November 10 2008, 12:52 PM 

http://www.onlinelawyersource.com/crestor/warning.html>

Warning About Crestor

New Crestor warnings have recently been issued by European and Canadian regulators, attempting to strengthen labeling requirements on the cholesterol-lowering product that has been linked to rare and potentially life-threatening side effects at high dosages. A warning label, released by Crestor manufacturer Astra-Zeneca Pharmaceuticals, tells doctors in all 22 EU countries to start their patients on the low 10-milligram dose of Crestor instead of higher dosages for a four-week trial period. Crestor labels in the United States already carry this warning, the FDA claims. Health Canada has also recently issued a warning to its citizens, explaining the high risk for life-threatening side effects, while the scientific journal The Lancet decided to publish a letter from Dr. Sidney Wolfe of Public Citizen, demanding that Crestor be pulled from shelves immediately.

Crestor is a prescription drug used to lower patients'' cholesterol when natural measures have been unsuccessful. While it has been effective on its own, Crestor should be used in addition to a healthy diet and regular physical activity. Crestor lowers cholesterol by reducing the amount of fatty LDL''s, or so-called "bad cholesterol," in the blood. It also raises the amount of HDL''s, or "good cholesterol," creating an overall reduction in the body''s cholesterol level. Crestor falls into the statin category, a popular and prevalent class of cholesterol-fighting pharmaceuticals. Statins work to reduce the risk of heart disease and stroke in patients with abnormally high cholesterol levels. But along with their health benefits, all statins have a dangerous potential side effect. They put the patient at risk for injury to the body''s muscle tissue, and can cause a muscle-destroying disease called rhabdomyolysis. When rhabdomyolysis dissolves muscle tissue it releases substances that are harmful to the kidney and potentially life-threatening.

The extent of the physical side effects from Crestor was unknown at the time the FDA approved the drug for distribution in the United States. Although Public Citizen, a consumer watchdog group, protested the approval of Crestor and had it delayed by nearly a year, the FDA found no adverse effects on the muscles during the clinical trials of the product at appropriate doses. But within the first year after Crestor was available for prescription, a 39-year old American woman died from kidney damage as a result of rhabdomyolysis. In addition, a handful of patients throughout the U.S., U.K. and Canada had suffered serious side effects while taking Crestor at normal doses, including kidney damage and kidney failure.

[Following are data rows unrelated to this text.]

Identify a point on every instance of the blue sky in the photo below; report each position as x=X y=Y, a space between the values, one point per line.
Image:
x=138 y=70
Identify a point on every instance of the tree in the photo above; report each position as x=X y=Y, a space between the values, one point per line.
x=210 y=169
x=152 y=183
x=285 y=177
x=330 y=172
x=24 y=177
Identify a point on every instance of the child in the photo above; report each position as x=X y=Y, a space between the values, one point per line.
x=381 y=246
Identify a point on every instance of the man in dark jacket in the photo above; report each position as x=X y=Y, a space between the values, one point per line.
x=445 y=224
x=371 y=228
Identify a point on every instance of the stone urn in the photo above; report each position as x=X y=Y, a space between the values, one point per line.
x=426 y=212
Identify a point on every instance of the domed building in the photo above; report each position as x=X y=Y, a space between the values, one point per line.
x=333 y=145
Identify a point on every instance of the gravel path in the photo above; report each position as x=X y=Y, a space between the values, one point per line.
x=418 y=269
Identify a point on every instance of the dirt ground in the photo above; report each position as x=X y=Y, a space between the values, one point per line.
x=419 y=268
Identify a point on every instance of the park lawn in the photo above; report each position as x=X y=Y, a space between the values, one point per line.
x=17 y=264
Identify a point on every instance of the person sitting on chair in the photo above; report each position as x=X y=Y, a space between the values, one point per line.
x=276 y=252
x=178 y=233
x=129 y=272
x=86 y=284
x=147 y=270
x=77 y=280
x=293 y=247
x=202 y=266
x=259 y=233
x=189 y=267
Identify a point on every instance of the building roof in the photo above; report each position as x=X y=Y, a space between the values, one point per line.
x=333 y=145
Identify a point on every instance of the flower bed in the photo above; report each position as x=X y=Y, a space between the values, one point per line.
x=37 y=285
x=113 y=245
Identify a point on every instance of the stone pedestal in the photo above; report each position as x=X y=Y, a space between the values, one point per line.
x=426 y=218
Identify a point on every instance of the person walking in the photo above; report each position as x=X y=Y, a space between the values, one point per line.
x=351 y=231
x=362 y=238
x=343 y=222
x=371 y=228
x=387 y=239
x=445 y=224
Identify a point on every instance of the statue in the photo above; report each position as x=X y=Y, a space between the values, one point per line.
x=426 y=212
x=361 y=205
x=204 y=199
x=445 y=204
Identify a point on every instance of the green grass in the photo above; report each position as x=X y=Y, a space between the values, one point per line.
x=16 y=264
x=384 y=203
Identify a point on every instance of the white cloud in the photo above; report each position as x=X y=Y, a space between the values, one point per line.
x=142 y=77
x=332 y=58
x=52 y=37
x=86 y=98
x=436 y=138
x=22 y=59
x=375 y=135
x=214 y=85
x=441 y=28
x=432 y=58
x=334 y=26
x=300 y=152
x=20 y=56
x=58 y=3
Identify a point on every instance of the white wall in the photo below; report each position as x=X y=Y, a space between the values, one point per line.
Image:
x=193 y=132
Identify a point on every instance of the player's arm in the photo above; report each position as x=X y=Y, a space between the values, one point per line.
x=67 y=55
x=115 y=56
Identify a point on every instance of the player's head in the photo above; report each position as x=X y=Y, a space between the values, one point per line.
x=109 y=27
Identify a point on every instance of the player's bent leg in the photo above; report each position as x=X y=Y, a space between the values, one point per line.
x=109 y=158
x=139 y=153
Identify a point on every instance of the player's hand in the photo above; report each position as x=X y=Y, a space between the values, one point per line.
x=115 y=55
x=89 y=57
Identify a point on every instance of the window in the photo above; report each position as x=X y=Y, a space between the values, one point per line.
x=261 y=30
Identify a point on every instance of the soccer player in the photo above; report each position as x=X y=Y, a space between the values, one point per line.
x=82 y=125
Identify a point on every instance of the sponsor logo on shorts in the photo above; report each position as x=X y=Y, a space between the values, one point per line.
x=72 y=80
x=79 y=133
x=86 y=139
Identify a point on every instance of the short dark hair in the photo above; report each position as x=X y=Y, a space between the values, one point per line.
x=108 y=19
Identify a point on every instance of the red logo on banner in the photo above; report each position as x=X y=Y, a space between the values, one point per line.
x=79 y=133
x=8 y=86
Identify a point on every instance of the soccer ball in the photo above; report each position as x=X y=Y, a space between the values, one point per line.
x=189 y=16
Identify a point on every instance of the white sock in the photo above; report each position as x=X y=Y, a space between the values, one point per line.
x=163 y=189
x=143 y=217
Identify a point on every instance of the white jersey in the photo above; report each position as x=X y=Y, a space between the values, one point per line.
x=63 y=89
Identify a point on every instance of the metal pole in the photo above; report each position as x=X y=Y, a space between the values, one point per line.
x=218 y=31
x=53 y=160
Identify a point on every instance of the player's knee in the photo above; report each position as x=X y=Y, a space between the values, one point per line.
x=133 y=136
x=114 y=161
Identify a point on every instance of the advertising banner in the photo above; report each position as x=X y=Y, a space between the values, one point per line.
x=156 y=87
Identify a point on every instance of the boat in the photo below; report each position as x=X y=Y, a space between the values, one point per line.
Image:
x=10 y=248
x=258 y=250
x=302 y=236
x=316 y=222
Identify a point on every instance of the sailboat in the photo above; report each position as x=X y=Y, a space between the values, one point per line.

This prompted Public Citizen to petition the FDA for a ban on Crestor, alleging that its side effects are more dangerous than any other statin because of the muscle damage produced in the absence of rhabdomyolysis. Crestor manufacturer Astra-Zeneca maintains that their product is no different than any other statin on the market today, with over two million Crestor prescriptions written to date. Despite this claim, the FDA continues to warn physicians to recommend appropriate dosages for their patients and inform them of the potential risk of muscle injury that can be caused by Crestor. Patients taking Crestor or any other statin, the FDA says, should call their doctor immediately if they exhibit symptoms such as vomiting, nausea, dark urine, fever, or muscle pain.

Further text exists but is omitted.